An Influenza Virus M2 Protein Specific Chimeric Antigen Receptor Modulates Influenza A/WSN/33 H1N1 Infection In Vivo
Simon J Talbot*, 1, Natalie F Blair 1, Niolette McGill 1, Yvonne Ligertwood 2, Bernadette M Dutia 2, Ingo Johannessen 1
Identifiers and Pagination:Year: 2013
First Page: 28
Last Page: 36
Publisher Id: TOVJ-7-28
Article History:Received Date: 15/11/2012
Revision Received Date: 7/1/2013
Acceptance Date: 11/1/2013
Electronic publication date: 25/2/2013
Collection year: 2013
open-access license: This is an open access article licensed under the terms of the Creative Commons Attribution Non-Commercial License (http: //creativecommons.org/licenses/by-nc/3.0/) which permits unrestricted, non-commercial use, distribution and reproduction in any medium, provided the work is properly cited.
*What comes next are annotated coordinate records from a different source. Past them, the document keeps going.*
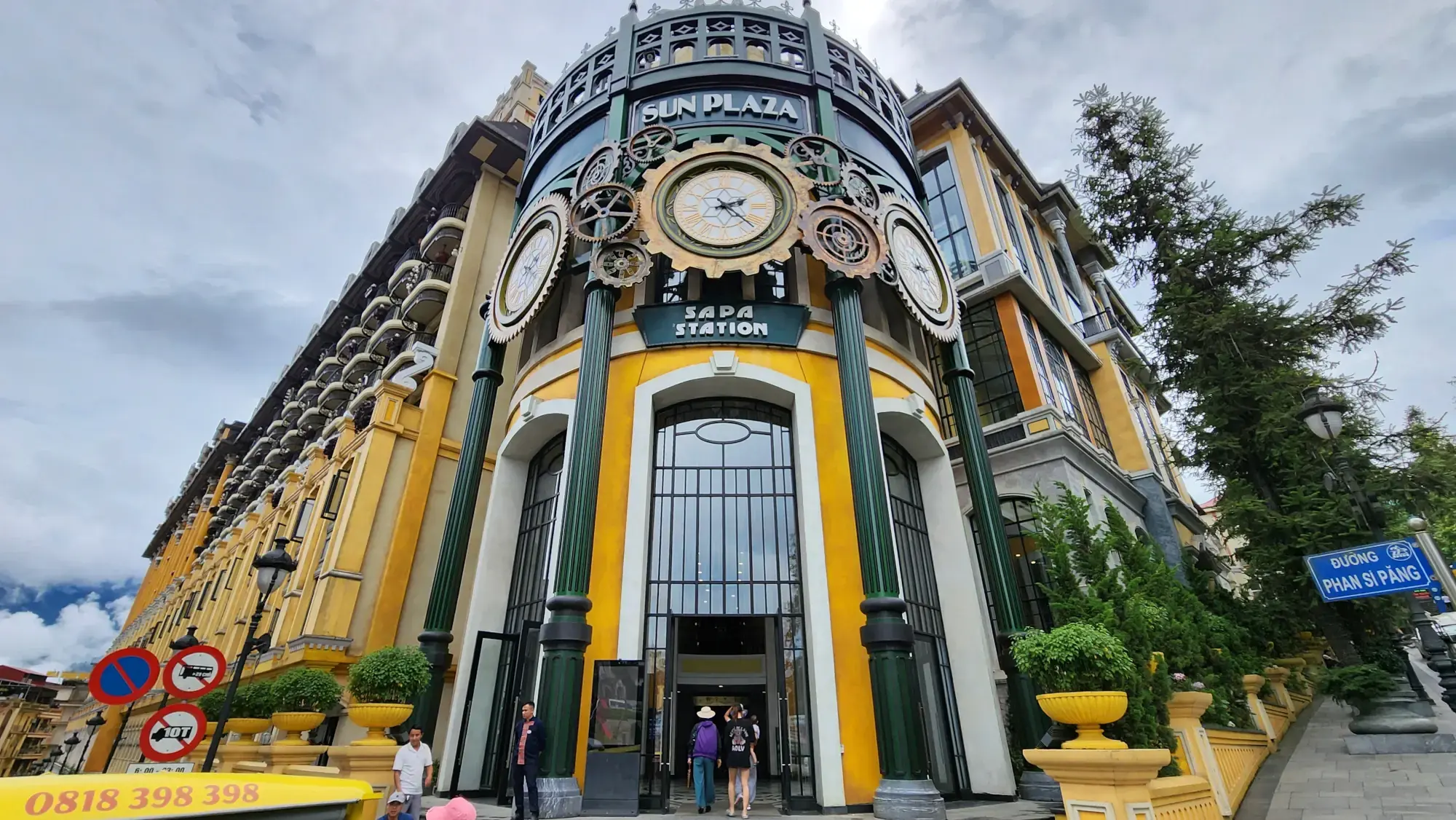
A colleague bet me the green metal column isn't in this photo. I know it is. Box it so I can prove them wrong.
[827,277,929,781]
[415,296,505,743]
[537,277,617,778]
[941,336,1050,749]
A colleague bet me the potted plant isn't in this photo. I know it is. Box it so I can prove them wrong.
[349,647,430,746]
[227,680,274,746]
[197,689,227,740]
[1010,623,1137,749]
[272,667,344,746]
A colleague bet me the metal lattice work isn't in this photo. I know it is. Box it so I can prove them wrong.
[644,398,814,801]
[881,437,970,795]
A potential target for the development of universal vaccine strategies against Influenza A is the M2 protein – a membrane protein with a highly conserved extracellular domain. In this study we developed engineered T-cell receptors, by fusing M2-specific antibody sequences with T-cell receptor transmembrane and signaling domains to target influenza infected cells. When expressed on T-cells, these novel T-cell receptors (chimeric antigen receptors - CARs) are able to recognize specific antigens on the surface of target cells via an MHC-independent mechanism. Using an existing monoclonal antibody (14C2) specific for the M2 ectodomain (M2e), we generated an M2-specific CAR. We tested the specificity of this M2 CAR in vitro by measuring the activation of T-cells in response to M2-specific peptides or M2-expressing cell lines. Both Jurkat T-cells and peripheral blood mononuclear cells expressing the M2-specific CAR responded to specific antigen stimulation by upregulating NFAT and producing γ-interferon. To test whether the M2-specific CAR are effective at recognizing influenza infected cells in vivo we used an established BALB/c murine infection model. At day 4 post-infection, when M2 CAR expressing splenocytes could be detected in the lung, the Influenza A/WSN/33 virus titre was around 50% of that in control mice. Although the lung virus titre later increased in the treated group, virus was cleared in both groups of mice by day 8. The results provide support for the development of M2e as a target for cell mediated immunotherapy.